Last May, Ugandan President Yoweri Museveni signed the “Anti-Homosexuality Act,” which makes “aggravated homosexuality” punishable by the death penalty and “recruitment, promotion, and funding” of same-sex “activities” punishable by a life sentence, according to LGBTQ Nation. In a statement following the law’s passage, President Joe Biden called for the law to be repealed.

“The enactment of Uganda’s Anti-Homosexuality Act is a tragic violation of universal human rights—one that is not worthy of the Ugandan people, and one that jeopardizes the prospects of critical economic growth for the entire country,” the statement read. “I join with people around the world—including many in Uganda—in calling for its immediate repeal. No one should have to live in constant fear for their life or being subjected to violence and discrimination. It is wrong.”

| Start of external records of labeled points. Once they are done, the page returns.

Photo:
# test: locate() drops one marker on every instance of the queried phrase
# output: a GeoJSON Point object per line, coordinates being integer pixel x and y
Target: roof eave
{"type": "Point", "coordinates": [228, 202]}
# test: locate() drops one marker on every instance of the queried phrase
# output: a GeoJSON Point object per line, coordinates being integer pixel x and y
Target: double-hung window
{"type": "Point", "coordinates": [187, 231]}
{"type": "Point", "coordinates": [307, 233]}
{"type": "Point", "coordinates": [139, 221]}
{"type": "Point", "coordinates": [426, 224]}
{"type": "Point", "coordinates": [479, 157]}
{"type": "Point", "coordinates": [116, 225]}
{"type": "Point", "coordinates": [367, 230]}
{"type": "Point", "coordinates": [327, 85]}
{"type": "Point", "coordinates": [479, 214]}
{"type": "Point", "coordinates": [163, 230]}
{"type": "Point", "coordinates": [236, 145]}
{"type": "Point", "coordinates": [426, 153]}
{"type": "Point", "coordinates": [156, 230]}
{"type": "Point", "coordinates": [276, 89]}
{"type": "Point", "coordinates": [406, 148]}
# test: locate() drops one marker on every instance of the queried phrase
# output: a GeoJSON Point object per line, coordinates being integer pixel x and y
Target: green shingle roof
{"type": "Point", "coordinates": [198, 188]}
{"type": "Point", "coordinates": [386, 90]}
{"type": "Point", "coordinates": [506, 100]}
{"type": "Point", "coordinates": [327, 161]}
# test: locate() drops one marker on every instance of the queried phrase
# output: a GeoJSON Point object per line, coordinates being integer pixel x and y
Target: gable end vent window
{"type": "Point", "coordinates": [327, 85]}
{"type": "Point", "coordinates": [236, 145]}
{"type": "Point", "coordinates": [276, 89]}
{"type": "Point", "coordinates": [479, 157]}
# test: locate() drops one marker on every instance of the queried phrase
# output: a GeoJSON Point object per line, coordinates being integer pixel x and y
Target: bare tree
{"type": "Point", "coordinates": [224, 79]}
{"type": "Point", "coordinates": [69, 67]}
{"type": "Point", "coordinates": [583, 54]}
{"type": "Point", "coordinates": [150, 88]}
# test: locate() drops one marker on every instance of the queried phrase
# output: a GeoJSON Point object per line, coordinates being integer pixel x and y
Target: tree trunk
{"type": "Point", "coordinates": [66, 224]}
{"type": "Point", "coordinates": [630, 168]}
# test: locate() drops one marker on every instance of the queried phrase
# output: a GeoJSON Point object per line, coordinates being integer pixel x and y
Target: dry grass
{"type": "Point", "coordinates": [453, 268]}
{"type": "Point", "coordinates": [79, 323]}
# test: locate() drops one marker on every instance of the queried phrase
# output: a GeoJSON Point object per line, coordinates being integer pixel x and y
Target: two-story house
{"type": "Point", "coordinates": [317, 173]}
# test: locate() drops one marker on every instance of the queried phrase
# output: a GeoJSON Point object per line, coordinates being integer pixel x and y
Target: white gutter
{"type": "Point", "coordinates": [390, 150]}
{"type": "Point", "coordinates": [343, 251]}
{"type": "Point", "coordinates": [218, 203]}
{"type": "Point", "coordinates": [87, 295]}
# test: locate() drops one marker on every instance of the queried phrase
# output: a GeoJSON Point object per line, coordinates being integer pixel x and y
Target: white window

Now, in a December 29 proclamation, Biden wrote that he had determined that Uganda did not meet the requirements to continue benefitting from the AGOA trade deal, along with Central African Republic, Gabon, and Niger. Passed in 2000 and extended in 2015, AGOA allows sub-Saharan African countries meeting criteria reevaluated annual by the U.S. president to export over 1,8000 products to the U.S. duty-free. Eligibility criteria include enacting policies to reduce poverty, combat corruption, and protect human rights.

In an October 30 letter to the speaker of the House and president pro-tem of the Senate, Biden wrote that he intended to terminate AGOA for Uganda because its government “had engaged in gross violations of internationally recognized human rights.”